What are the qualities of a good group, when it comes to learning from each other?
- The group cares about accuracy. Members will call out each other's biases and engage in civil disagreement.
- Members of the group hold each other accountable. They discourage each other from succumbing to irrational or self-destructive impulses.
- The group welcomes a diversity of thought. Having different perspectives in the group is important for generating new ideas and helping each other see what you'd have otherwise missed.
Once you’ve formed the group, you’ll need to have clear rules of engagement. Duke looks to sociologist Robert K. Merton's guidelines for how he believed the scientific community should function, which he described using the acronym CUDOS:
Communism
Data is commonly owned, belonging to everyone.

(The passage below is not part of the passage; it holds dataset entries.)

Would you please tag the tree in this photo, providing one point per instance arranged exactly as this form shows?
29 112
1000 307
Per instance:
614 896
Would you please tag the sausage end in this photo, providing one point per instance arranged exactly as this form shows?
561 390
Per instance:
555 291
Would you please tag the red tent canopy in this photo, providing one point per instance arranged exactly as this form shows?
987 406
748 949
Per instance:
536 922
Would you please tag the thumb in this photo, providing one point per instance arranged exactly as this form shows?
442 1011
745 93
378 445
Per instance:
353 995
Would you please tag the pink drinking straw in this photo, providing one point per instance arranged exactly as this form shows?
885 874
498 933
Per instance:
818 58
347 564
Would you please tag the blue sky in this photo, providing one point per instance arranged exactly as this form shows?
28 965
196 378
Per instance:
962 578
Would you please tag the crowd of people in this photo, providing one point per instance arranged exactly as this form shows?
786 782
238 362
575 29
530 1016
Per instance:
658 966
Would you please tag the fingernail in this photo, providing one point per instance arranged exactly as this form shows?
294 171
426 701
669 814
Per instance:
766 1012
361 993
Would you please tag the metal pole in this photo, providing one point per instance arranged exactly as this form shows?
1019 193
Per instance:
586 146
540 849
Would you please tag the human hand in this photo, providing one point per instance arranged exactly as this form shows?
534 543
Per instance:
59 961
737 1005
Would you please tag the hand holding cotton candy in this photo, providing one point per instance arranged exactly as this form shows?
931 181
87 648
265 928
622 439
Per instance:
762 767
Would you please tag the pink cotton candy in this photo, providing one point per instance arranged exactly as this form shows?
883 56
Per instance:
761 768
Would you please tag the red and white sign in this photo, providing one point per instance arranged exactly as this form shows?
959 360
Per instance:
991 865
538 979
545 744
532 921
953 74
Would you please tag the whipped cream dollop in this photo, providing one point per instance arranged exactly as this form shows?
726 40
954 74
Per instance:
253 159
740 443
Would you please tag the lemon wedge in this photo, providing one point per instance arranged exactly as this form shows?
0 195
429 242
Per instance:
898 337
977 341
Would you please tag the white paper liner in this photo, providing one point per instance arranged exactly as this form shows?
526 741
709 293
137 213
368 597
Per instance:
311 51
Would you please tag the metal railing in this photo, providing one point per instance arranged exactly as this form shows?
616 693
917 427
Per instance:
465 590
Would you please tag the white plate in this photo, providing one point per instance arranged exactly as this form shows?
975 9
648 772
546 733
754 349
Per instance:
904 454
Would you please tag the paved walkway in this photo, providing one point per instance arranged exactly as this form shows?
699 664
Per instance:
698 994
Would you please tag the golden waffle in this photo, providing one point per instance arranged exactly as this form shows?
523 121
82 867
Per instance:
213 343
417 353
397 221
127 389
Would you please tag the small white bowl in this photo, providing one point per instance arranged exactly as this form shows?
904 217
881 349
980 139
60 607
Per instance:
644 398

In a decision group, sharing data means being honest about the factors that went into your decision and providing as much detail as possible, omitting nothing, especially the things you're tempted to leave out.
Universalism
All evidence must be treated in the same way, with a standard set of criteria, no matter what the source is. This doesn’t mean you can’t evaluate whether a source is credible or not—but it means you shouldn’t disregard information without a fair evaluation just because you have negative feelings about the source, like a news outlet with political leanings you don’t agree with or a colleague you find annoying.
Disinterestedness
Don't let conflicts of interest or other biases influence the work. Those “conflicts of interest” can include resulting. If knowing the outcome influences what we think of a decision, then one way to ensure your group isn’t swayed in either direction is to withhold the outcome until after the discussion happens.
Organized Skepticism
All ideas are subject to scrutiny, criticism, and dissent. Organized skepticism is not argumentative or confrontational—not if everyone is willing to engage with their own uncertainty. As a group, you should reward civil dissent and debate with approval, encouraging healthy discussion and making it part of the group's norms.